Because each skill reads from canon and obeys the rulebook, the same skill produces the same quality for anyone in the company.
Standing operations
Above the toolkit is where the system stops waiting to be asked.
These are standing operations — processes I built once that now run on a schedule or a trigger, each chaining the toolkit’s functions into real work. The system does research and writes first drafts of articles. It reviews the week’s news and social and drafts the posts. It reviews my pipeline and flags what has stalled. It handles customer and prospect follow-up, prepping me before a meeting and capturing commitments after. Every Monday morning a dashboard assembles itself from live CRM and financial data and lands in my inbox before I am awake.
None of these is a prompt I retype. Each is a standing process — scheduled or triggered — that runs the toolkit’s functions on its own. And this is not only mine: everyone in the company builds their processes on the same toolkit, composing the same governed functions into the work their role needs. One shared foundation, many processes.
The round trip
This is the property I flagged earlier: a process only completes if the system can write back, not just read.
Pulling data out of a tool is easy. The test is whether you can push the result back in — close the loop — without a human re-keying it through a screen. When that round trip works, an entire workflow can run inside the system: read the data, do the work, write the result back to the system of record, automate the whole thing.
This is why I run my task list in Notion and draft in Superhuman. I read, transform, write back, and let the process run end to end. When the round trip is open, a tool becomes a place the system can operate, not just observe. I say more in a companion piece about what this means for the tools that don’t allow it — because it is a bigger deal than it first appears.
The cockpit
The top layer is the one I touch.
This is the screen — where I stop operating the machine and start operating the business.
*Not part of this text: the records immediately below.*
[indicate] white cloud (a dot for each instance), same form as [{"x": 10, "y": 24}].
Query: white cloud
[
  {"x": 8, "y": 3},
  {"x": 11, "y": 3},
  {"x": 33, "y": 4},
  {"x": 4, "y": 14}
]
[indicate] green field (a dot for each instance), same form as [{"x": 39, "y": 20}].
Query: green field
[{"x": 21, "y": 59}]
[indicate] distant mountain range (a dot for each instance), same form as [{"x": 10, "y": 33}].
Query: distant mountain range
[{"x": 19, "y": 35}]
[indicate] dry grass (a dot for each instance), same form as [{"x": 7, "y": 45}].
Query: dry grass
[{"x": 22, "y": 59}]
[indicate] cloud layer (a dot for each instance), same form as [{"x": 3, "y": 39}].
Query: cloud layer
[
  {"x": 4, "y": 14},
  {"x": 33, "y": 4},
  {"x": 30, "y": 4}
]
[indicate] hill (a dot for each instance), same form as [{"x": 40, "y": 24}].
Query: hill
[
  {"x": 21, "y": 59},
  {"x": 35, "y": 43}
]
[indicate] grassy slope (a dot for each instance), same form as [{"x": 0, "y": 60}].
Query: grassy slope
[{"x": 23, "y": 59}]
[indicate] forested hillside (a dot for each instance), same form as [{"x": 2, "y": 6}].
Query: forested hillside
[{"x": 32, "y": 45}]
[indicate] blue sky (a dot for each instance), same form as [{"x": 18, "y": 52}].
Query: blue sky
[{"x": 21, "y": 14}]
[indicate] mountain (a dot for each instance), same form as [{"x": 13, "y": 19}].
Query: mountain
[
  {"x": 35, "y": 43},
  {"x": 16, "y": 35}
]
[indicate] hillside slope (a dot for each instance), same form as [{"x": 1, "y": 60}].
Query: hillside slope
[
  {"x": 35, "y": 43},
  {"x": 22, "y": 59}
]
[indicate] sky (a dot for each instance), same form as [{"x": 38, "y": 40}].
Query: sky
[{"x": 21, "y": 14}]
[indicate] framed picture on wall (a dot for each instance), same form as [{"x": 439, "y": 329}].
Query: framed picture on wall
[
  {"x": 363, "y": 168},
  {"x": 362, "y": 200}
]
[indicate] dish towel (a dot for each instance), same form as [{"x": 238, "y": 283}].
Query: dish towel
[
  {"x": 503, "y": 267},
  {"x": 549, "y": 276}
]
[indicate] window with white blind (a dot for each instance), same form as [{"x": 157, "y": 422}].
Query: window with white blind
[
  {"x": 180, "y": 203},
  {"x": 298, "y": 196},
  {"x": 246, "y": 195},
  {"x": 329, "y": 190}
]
I ask how we are doing, and the system pulls the live picture: pipeline, cash, what is stalled, where risk is concentrating. I do not assemble the report. I read it, and then I do the part that is actually mine — decide, delegate, set direction. And when I need something built, I reach straight past the screen and call any function in the toolkit on demand.
Everything below this layer exists so that this layer is all I have to touch.
Why this works
Step back, and the value is not where most people look. The engine is Claude — extraordinary, and available to anyone. The connectors are standard. The screen I talk to is the easy part, and the standing processes are just the toolkit on a schedule. Strip all of that away and what is left — the part nobody can copy from us — is the governed core: our canon and our rules, written in SIGN and reached over MCP.
Canon, SIGN, and the wiring that lets them act: that is the differentiator. It is also why automation is trustworthy here and brittle elsewhere. A second brain, or an agent loose in a folder, has the engine and the apps and the screen; what it lacks is a governed core, so it drifts. Ours does not, because every layer above reads from trusted context and obeys encoded rules.
And because the core is governed rather than personal, this is not really my operating system. It is the company’s operating system. The same context, the same standards, the same rules are available to anyone — so the business runs the same way no matter who is at the keyboard, and whether the work is done by a person, a person with AI, or fully automated.
Which is the whole ambition. The old adage is to make money while you sleep. I want more than that — I want the company to run while I sleep, to our context and our standards and our policies, and then to hand me, in the morning, only the decisions that were ever really mine.